Капитолина опустила глаза и засопела. Африкан отозвал Клима в сторонку.
– Ты глянь, какая ягодка пропадает! – прошептал он, показывая на пышный Капитолинин зад. – Такую девку в прежние времена на ключ надо было запирать, чтоб не украли. А теперь женихов в деревне совсем мало: половину в войну перебили, а остальные – кто старый, кто пьющий, кто покалеченный. Если нет приданого, хороший человек ни за что не женится.
– А с детьми твоя Капитолина ладит? – спросил Клим.
– У неё пять младших братьев: она за всеми приглядывала, и ни один не помер.
– Дяденька Африкан говорит, что ты меня в чулане поселить можешь, – подала голос Капитолина. – За такую щедрость я тебе чего хошь буду делать – хоть собственными слезами всю посуду перемою!
– Это, пожалуй, лишнее, – сказал Клим и велел ей немедленно приступать к работе: у Китти уже не осталось чистых чулок.
С появлением «домашнего пролетариата» быт в квартире не особо наладился, но жизнь засверкала новыми гранями.
Капитолина привезла из деревни кованый сундук и большую икону – настолько закопченную, что изображенный на ней святой едва проглядывался.
– Кто это? – спросила Китти.
– Боженька, – умиленно отозвалась Капитолина и в тот же вечер научила её вставать на колени и класть перед иконой земные поклоны – что Китти чрезвычайно понравилось.
На сундук Капитолина положила матрас, набитый дореформенными банкнотами, давно потерявшими ценность.
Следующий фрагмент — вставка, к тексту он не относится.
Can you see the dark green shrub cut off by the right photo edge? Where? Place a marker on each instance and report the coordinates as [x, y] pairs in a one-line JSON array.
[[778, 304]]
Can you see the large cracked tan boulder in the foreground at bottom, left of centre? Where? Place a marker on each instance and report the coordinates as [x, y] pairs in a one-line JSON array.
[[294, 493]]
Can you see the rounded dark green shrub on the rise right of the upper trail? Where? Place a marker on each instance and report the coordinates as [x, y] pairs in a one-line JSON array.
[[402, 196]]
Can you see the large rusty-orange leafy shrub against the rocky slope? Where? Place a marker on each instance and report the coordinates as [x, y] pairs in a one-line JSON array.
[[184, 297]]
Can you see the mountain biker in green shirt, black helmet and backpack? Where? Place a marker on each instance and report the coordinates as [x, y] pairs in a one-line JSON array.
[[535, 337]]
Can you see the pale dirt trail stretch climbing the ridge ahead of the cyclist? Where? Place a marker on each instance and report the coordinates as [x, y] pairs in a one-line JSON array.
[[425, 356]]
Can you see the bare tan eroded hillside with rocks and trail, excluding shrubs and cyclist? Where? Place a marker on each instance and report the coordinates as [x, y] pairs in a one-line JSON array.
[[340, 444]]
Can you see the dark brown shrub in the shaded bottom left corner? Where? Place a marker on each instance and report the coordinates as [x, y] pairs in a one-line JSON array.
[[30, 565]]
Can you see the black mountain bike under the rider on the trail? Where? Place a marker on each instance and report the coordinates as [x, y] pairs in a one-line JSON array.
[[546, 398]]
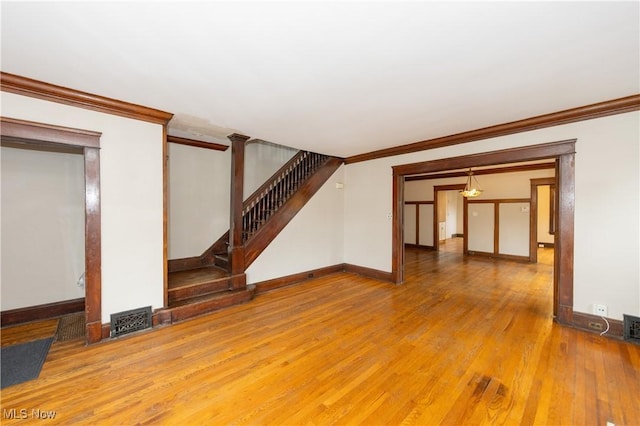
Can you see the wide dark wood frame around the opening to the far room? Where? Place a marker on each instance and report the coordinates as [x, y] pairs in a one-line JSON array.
[[564, 153]]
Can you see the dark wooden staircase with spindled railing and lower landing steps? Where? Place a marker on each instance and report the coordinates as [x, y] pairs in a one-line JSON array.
[[203, 284]]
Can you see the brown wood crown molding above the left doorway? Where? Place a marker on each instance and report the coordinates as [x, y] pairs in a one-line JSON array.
[[37, 89]]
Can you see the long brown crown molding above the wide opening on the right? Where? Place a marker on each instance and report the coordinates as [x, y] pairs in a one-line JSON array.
[[588, 112]]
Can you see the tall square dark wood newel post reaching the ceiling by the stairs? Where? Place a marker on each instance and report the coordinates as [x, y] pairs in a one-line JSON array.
[[236, 245]]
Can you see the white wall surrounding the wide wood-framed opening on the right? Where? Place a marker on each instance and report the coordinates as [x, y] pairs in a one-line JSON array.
[[606, 239]]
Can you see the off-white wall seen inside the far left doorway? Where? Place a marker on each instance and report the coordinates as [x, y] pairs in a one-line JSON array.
[[42, 226]]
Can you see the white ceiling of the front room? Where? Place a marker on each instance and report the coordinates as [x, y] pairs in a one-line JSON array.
[[336, 77]]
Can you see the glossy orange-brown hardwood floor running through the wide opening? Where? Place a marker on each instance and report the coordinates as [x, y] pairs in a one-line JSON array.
[[463, 341]]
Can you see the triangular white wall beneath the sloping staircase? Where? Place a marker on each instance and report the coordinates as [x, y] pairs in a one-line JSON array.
[[313, 239]]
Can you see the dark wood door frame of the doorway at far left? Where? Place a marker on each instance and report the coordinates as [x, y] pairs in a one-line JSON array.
[[39, 134]]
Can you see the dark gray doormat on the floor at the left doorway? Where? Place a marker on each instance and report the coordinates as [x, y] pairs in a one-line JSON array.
[[21, 363]]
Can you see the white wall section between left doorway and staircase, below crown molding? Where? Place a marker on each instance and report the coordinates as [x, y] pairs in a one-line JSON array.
[[131, 198]]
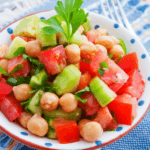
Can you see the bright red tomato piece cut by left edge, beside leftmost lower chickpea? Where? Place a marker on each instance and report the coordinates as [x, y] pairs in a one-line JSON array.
[[5, 89]]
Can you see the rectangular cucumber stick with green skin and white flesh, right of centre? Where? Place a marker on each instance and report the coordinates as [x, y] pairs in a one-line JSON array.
[[101, 91]]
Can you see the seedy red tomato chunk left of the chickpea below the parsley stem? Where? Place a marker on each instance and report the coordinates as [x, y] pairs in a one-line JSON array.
[[53, 59]]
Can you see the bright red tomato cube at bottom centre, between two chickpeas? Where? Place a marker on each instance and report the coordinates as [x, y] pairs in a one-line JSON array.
[[66, 130]]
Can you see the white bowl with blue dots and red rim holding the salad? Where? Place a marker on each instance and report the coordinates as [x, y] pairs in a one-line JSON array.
[[133, 45]]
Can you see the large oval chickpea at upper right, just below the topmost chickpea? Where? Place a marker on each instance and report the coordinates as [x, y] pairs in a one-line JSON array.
[[106, 41]]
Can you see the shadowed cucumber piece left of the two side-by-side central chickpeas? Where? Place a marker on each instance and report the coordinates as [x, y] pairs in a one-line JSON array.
[[34, 104]]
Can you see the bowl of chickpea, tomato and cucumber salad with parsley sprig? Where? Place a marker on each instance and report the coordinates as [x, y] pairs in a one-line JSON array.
[[71, 79]]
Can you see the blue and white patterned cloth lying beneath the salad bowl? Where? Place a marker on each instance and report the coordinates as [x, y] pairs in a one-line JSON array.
[[138, 14]]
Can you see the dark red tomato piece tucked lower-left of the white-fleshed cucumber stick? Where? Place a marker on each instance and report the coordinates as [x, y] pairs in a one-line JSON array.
[[91, 106]]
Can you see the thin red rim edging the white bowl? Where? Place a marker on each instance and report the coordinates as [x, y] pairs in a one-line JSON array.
[[30, 144]]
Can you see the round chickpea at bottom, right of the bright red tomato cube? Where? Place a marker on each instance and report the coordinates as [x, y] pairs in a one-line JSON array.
[[91, 131]]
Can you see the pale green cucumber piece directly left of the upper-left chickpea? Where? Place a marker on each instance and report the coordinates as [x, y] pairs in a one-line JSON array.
[[16, 43]]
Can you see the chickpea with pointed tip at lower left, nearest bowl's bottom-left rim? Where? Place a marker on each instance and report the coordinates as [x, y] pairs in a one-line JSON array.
[[38, 125]]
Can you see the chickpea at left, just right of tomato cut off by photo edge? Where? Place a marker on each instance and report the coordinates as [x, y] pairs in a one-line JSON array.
[[21, 92]]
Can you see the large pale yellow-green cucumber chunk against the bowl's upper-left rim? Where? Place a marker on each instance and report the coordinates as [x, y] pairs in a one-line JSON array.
[[27, 26]]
Во время войны её отец заработал кучу денег на спекуляциях сеном и всё спрятал в матрас – дочке на приданое.
– Хоть посплю как миллионщица, – говорила Капитолина и любовно взбивала свои сокровища.
Из сундука были извлечены пяльцы, спицы, крючок и мотки ниток, и вскоре по квартире начали расползаться полчища салфеток и накидушек.
– Так красивше, – говорила Капитолина, накрывая печатную машинку полотенцем с петухами.
Клим убирал его, но на следующий день «утиралочка» появлялась на прежнем месте.
У Капитолины были свои представления о домашней экономии.
– Сначала надо черствый хлеб доесть, а уж потом за свежий приниматься, – учила она Клима.
– Так он к тому времени тоже зачерствеет, – отзывался он. – Что, всё время сухарями питаться?
Щёки Капитолины наливались гневным румянцем.
– Пусть хлеб сгниет, пусть дом сгорит, а мы по миру пойдем! – кричала она.
Клим не уступал, и Капитолина доедала черствый хлеб сама – лишь бы добро не пропадало.
Она всё делала с размахом: если уж варила суп, то целый бак; если затевала стирку, то замачивала всё бельё разом – ну и что, что к ночи не оставалось ни одной сухой простыни!
– Дура! Дубина! – ругал её Африкан.
Капитолина то хохотала, то огрызалась:
– Ты не ори на меня! Ноне не царский режим!
Укушу лаяла, Китти визжала, и Клим шел в кухню разбираться.
– Прогони эту дурищу! – требовал Африкан. – Она тебе целый фунт кофе спалила!
– Доносчик… – стонала Капитолина. – И чего ты подлый такой?